Di fronte a quella proposta, Brian si arrese.
«Come vuoi.»
«Grazie mille.»
Brian sospirò.
«Non c'è bisogno di ringraziarmi.»
Meredith ridacchiò.
«Ci proverò, ma non posso assicurarmi nulla.»
«Basta solo che tu non ti metta anche a ringraziarmi solo perché esisto!»
«Ora che me l’hai suggerito, potrei prendere in considerazione l’idea di farlo.» Meredith rise. «Anzi, lo farò senz’altro, se non ti deciderai ad avviare quel dannato motore e a portarmi via da qui. Mi piacerebbe rimanere qui tutta la notte, ma non posso. Non è il caso di correre troppi rischi.»
«Hai ragione» confermò Brian. «È meglio se andiamo via.»
Mentre partiva, Meredith cercò di infondersi fiducia. Brian l’avrebbe lasciata davanti alla fermata della metropolitana. Anziché salire su un mezzo che potesse portarla a casa, ne avrebbe preso uno che la conducesse fuori città.
Trovare un luogo buio non sarebbe stato difficile. Allo stesso modo in cui aveva lasciato il proprio appartamento, ci sarebbe tornata.
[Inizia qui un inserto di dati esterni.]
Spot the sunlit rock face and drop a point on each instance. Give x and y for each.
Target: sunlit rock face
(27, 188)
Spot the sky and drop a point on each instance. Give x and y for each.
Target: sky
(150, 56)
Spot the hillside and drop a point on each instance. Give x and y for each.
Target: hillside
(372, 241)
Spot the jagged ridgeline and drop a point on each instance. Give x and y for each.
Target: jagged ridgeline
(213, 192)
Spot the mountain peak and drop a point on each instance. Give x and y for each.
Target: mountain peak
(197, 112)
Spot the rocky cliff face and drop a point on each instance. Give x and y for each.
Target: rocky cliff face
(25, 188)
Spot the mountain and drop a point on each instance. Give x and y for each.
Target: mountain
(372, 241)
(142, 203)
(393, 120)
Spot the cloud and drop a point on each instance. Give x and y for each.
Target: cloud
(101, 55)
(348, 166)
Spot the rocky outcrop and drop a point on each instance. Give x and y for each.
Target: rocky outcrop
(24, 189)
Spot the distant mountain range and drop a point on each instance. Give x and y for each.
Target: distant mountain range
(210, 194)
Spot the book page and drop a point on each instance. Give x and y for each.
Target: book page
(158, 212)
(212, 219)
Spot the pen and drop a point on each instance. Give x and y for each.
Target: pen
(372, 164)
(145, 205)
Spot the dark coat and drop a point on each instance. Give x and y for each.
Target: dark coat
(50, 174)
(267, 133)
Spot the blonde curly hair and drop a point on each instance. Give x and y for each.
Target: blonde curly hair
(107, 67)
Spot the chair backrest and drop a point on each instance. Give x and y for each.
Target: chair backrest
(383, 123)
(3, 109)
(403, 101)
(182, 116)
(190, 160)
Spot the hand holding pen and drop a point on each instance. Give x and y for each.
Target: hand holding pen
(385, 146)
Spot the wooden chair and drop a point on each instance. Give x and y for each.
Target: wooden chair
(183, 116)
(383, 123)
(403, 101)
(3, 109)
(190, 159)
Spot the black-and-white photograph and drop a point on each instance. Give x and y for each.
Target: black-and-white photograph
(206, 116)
Le ali - che le erano spuntate quando ancora si chiamava Annabelle e si era gettata tra le fiamme e che le erano rimaste quando da Anima Nera era diventata Anima Grigia rifiutandosi di traghettare verso la morte un ragazzo di venticinque anni rimasto gravemente ferito in un incidente motociclistico - sarebbero state il suo mezzo di trasporto.